The Lady of Heaven, le film qui déclenche la colère des musulmans
Des pays comme le Pakistan, l’Égypte, l’Irak, l’Iran ou encore le Maroc ont interdit la projection en salle du film britannique The Lady of Heaven (La Dame du Paradis) réalisé en 2021 par Eli King et écrit par le religieux musulman chiite Yasser al-Habib, et qui expose, à travers le destin de la fille du prophète Mohammed, Fatima, une version de l’histoire des premières dissidences autour du pouvoir à la disparition du prophète de l’islam.
Comme dans le cas des autres pays ayant interdit ce film, le Maroc a considéré que The Lady of Heaven était « blasphématoire ».
Le Conseil supérieur des oulémas du Maroc, l’instance officielle chargée d’émettre des fatwas (avis religieux), a « fermement condamné » samedi le contenu du film.
Dans un communiqué, le Conseil des oulémas, qui est présidé par le roi Mohammed VI, dénonce « la falsification flagrante de faits établis de l’histoire de l’islam ».

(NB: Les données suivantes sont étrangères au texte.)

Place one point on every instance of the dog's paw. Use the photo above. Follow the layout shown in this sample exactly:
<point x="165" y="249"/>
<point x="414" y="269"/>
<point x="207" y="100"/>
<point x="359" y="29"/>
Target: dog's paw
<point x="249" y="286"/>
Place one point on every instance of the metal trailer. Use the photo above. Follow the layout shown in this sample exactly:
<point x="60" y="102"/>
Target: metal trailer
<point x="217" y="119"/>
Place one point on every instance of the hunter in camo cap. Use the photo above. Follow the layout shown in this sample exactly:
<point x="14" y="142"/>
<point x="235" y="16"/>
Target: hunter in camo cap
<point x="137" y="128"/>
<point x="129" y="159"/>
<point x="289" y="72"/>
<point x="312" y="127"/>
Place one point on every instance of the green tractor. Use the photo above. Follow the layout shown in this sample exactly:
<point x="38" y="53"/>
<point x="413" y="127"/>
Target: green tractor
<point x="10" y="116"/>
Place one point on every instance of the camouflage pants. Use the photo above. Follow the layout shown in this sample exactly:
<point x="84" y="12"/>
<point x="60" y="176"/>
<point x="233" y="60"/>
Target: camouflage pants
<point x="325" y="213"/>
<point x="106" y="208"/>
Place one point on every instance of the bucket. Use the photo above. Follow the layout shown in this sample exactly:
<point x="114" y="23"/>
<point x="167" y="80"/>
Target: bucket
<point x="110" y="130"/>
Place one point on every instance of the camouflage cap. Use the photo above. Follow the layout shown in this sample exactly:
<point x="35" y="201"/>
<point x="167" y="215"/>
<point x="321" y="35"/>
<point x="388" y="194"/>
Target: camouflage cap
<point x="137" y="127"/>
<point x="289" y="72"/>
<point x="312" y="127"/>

« Cette falsification des faits, qui porte atteinte à l’islam et aux musulmans, est rejetée par tous les peuples, parce qu’elle ne sert pas leurs intérêts supérieurs entre les nations, particulièrement en ces temps », souligne le communiqué de cette instance.
Sorti le 3 juin au Royaume-Uni, le film a été déprogrammé par la chaîne Cineworld après des manifestations à Birmingham, Bolton, Bradford et Sheffield.
« En raison d’incidents récents liés aux projections de Lady of Heaven, nous avons pris la décision d’annuler les projections à venir du film dans tout le pays pour assurer la sécurité de notre personnel et de nos clients », a déclaré Cineworld dans un communiqué.
Les manifestations, auxquelles ont participé des musulmans sunnites et chiites, étaient centrées sur l’affirmation selon laquelle le film dépeindrait de manière inexacte l’histoire musulmane ancienne, représenterait négativement trois des figures les plus importantes de l’islam et attiserait la haine sectaire.
Discours de haine
Les musulmans britanniques ont également exprimé leur colère car les personnages négatifs du film ont été interprétés par des acteurs noirs plutôt que par des acteurs blancs, a rapporté le site Muslim Vibe.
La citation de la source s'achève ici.